When it came to writing the background material, the troop descriptions, timeline stuff, and colour text I had a good head start. The Draconis Alba galaxy has been in development since the late 1990's, and I was involved back then in its original incarnation as Void.
John Robertson and I were working together on another project back in 2008, a 10mm scale fantasy system that has yet to see the light of day, but while we were working on that, we wondered what would happen if we applied a similar set of rules to the Urban War/Metropolis universe, and thus Age of Tyrants was born.
We had to decide how this new game would fit with the previous canon and had a chat about the sort of image we wanted to project with Age of Tyrants. It was to be very much about the heavy machinery and mechanised warfare, which lead to some interesting design decisions for the background.
We decided that to keep things tight we would stick to four factions, which meant Koralon (the only alien race in the Draconis Alba setting), as well as the new factions introduced in Urban War and Metropolis (Triads, Gladiators, etc) wouldn't feature. That lead to the decision to set Age of Tyrants in the past, before first contact with the Koralon, as a sort of prequel to all our other stuff. Another decision that fell out of this approach was that we decided Syntha would field wholly robotic forces--all SPOMM, no prosthenes.
The galaxy is roughly based on the Milky Way, and we're looking at a massively advanced human race that have colonised most corners of it, so classic sci-fi influences for this sort of set up would be Asimov's Foundation, Iain M. Bank's Culture, the Federation from Star Trek, Frank Herbert's Dune, etc. That's the level of tech and human expansion we're talking about.
Each of the factions have an identity that we always try to stick to when it comes to naming conventions and general background feel. Ranks and unit naming conventions are unique to each faction, retaining the feel of them, but as be have a one size fits all command structure with the platoons, companies and battalions, certain liberties had to be taken with these to fit the rules.
The Viridians are are most inspired by a modern NATO army, more specifically a US one, so when it came to naming the vehicles for the Age of Tyrants we went for a mix of animals and mythical creatures one might associate with North America, so we've got stuff like Coyote and Bigfoot. Junkers are obviously based on ancient Rome and the vehicles, weapons and platoon names tend to be Latinised, e.g Octoris Incendia and Draco. The Syntha have an ancient Greek feel to their naming conventions, mixed with a bit of techy, alphanumeric jargon. Finally VASA are Soviet inspired, with a few nods to Russian folklore such as the Alkonost and Triglav in there..
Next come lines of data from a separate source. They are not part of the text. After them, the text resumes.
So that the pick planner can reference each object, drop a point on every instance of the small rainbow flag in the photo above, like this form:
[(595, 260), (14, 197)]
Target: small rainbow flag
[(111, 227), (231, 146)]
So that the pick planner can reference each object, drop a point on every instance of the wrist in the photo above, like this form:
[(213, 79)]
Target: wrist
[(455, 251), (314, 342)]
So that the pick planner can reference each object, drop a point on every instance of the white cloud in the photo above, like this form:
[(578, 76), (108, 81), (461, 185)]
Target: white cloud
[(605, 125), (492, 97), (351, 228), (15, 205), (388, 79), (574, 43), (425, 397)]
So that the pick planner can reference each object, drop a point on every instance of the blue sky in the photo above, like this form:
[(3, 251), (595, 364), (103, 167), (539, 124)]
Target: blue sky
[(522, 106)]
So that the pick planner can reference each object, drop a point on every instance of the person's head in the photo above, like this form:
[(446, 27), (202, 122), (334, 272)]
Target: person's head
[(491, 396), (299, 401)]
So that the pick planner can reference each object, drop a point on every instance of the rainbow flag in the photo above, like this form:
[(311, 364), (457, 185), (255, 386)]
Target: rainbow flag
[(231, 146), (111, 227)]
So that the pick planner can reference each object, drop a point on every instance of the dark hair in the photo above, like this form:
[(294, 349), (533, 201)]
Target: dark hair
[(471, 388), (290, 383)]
Now, before anybody says cultural appropriation (possibly a stretch where the ancients are concerned), I don't think there's anything wrong with this approach. It's only a problem if you do something that encourages discrimination or negative stereotyping of a particular group, which we categorically don't do. Certainly with systems like AoT, I try not to paint any one faction as either the good guy or the bad guy, they all just have differences that grind against one another and cause conflict (sci-fi tends to be more ambiguous like that, though fantasy can sometimes be a bit more absolute). Anyway, I've been using it years to come up with game and fictional backgrounds and it's a very useful tool for world building, because there are elements, shorthands if you like, that readers instantly recognise and it helps them understand and buy into the world.
Moving swiftly on, when it comes to writing colour texts, there are various levels of this. There's out and out fiction, which is purely to entertain and flesh out the detail of the gaming world, and that's personified by the timeline articles which give a flavour of the galactic instability around the Age of Tyrants and allow me to exercise my political sci-fi interests, about different types of governments that may be attempted in the future, and why they come into conflict with one another. Then there's a sort of intermediate type article, which illustrates gameplay in an entertaining snippet of short fiction, and finally there's descriptive text for platoons, which are intended to give the reader an idea of how their bases will function in a game, but presented in a colourful way.
Anyway, I hope that gives you a little insight into some of the processes we use when writing all this mad nonsense.